The mass of DNA and proteins inside a chromosome is referred to as chromatin. When a cell is not dividing, it is difficult to see the chromosomes within a cell, even when it is stained. However, when DNA prepares and begins to divide, the chromosomes can be visualised more clearly. During the metaphase of mitosis, the chromosomes become visible as they prepare to divide by aligning with one another. The chromosomes are copied, forming sister chromosomes known a chromatids. Human cell nuclei contain 46 chromosomes, although gamete nuclei contain 23. The whole of the nucleus is not filled by chromatin material, in fact, there are chromatin free regions called interchromosomal domains containing poly RNAs.
When a nucleus is not dividing, a structure called a nucleolus becomes visible. In fact, it is the most prominent structure within the nucleus. Usually there is only a single nucleolus present, but some nuclei have multiple nucleoli. It is a mass of granules and fibers attached to chromatin.
The nucleolus is important because it is the site of ribosomal RNA (rRNA) production. Inside the nucleolus, rRNA molecules are combined with proteins to form ribosomes. The nucleolus is involved in rRNA transcription, pre-rRNA processing and ribosome subunit assembly. The nucleolus is not surrounded by a membrane, but it has a unique density, separating it from the surrounding nucleoplasm, and allowing it to be visualised under a microscope. As well as being involved in ribosomal biogenesis, the nucleolus is thought to have other roles, as it contains a number of proteins unrelated to rRNA and ribosome synthesis. It is thought be play a role in activities such as DNA damage repair, cell cycle regulation and RNA editing.
Nucleoplasm is similar to the cytoplasm of a cell, in that it is semi-liquid, and fills the empty space in the nucleus. It is a form of protoplasm and surrounds the chromosomes and nucleoli inside the nucleus. It also has various proteins and enzymes dissolved within it.
Nuclear bodies can be found in the nucleoplasm, and these include structures such as Cajal bodies, Gemini bodies, and Polycomb bodies. Cajal bodies are between 0.3-1.0 µm in diameter, and can be found in proliferating cells such as embryonic and cancerous cells, as well as in cells which have a high metabolic rate, such as neurons. Sometimes referred to as coiled bodies, Cajal bodies are bound to nucleoli by specialised proteins called coilin proteins. Having these proteins concentrated within Cajal bodies improves the efficiency of nuclear processes such as the modification and assembly of UsnRNPs, which can become spliceosomes.

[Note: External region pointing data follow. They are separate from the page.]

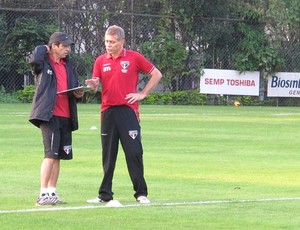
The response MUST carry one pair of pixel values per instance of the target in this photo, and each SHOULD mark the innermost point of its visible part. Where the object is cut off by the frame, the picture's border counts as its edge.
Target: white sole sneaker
(95, 201)
(143, 200)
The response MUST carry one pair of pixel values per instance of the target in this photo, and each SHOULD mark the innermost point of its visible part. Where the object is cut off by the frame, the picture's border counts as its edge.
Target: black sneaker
(55, 199)
(44, 200)
(95, 201)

Adjacent to Cajal bodies, Gemini bodies or “Gems” can be found. These comprise Gemin 2 protein and motor neurons gene product (SMN), which are involved in the assembly and maturation of snRNPs.
Mutations in the genes that code for lamins in the nucleus can lead to a number of rare genetic disorders, normally due to a change in the abundance of lamins in the nuclei. Collectively these diseases are known as laminopathies. These diseases include autosomal dominant Emery-Dreifuss muscular dystrophy, Dunnigan-type familial partial lipodystrophy, as well as developmental and aging disorders.

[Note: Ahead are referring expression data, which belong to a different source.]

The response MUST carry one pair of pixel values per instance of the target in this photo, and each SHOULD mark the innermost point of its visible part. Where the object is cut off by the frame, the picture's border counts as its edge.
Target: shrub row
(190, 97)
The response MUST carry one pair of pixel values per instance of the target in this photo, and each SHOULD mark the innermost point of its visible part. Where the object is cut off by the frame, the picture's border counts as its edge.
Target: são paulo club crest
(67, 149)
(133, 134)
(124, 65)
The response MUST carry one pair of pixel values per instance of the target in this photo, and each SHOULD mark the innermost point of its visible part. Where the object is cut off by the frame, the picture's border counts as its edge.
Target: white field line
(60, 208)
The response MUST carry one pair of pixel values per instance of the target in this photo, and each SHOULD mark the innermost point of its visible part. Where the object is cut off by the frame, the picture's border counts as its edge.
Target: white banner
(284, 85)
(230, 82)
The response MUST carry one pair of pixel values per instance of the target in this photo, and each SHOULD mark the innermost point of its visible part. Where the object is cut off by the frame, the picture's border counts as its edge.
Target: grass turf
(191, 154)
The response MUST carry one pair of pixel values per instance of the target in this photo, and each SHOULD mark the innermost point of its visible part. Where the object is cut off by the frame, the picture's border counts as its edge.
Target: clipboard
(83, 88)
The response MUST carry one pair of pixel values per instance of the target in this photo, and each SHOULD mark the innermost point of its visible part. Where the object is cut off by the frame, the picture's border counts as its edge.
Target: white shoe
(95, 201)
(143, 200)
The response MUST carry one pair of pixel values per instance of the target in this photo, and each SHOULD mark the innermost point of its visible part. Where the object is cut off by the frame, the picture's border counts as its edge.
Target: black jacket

Additionally, certain blood disorders can lead to abnormalities in the nuclei, meaning that analysis of the shape and structure of nuclei in blood cells can lead to diagnoses. For example, Wilson’s disease leads to an increase in glycogen in the nuclei, whilst acute myeloid leukaemia causes nuclei to become cup-shaped.
Moreover, abnormalities in the nucleoli can lead to some forms of rare hereditary disease, as well as degenerative diseases such as Huntington’s and Alzheimer’s. Several diseases can also result from changes in the nuclear envelope. These include cardiomyopathy and muscular dystrophy.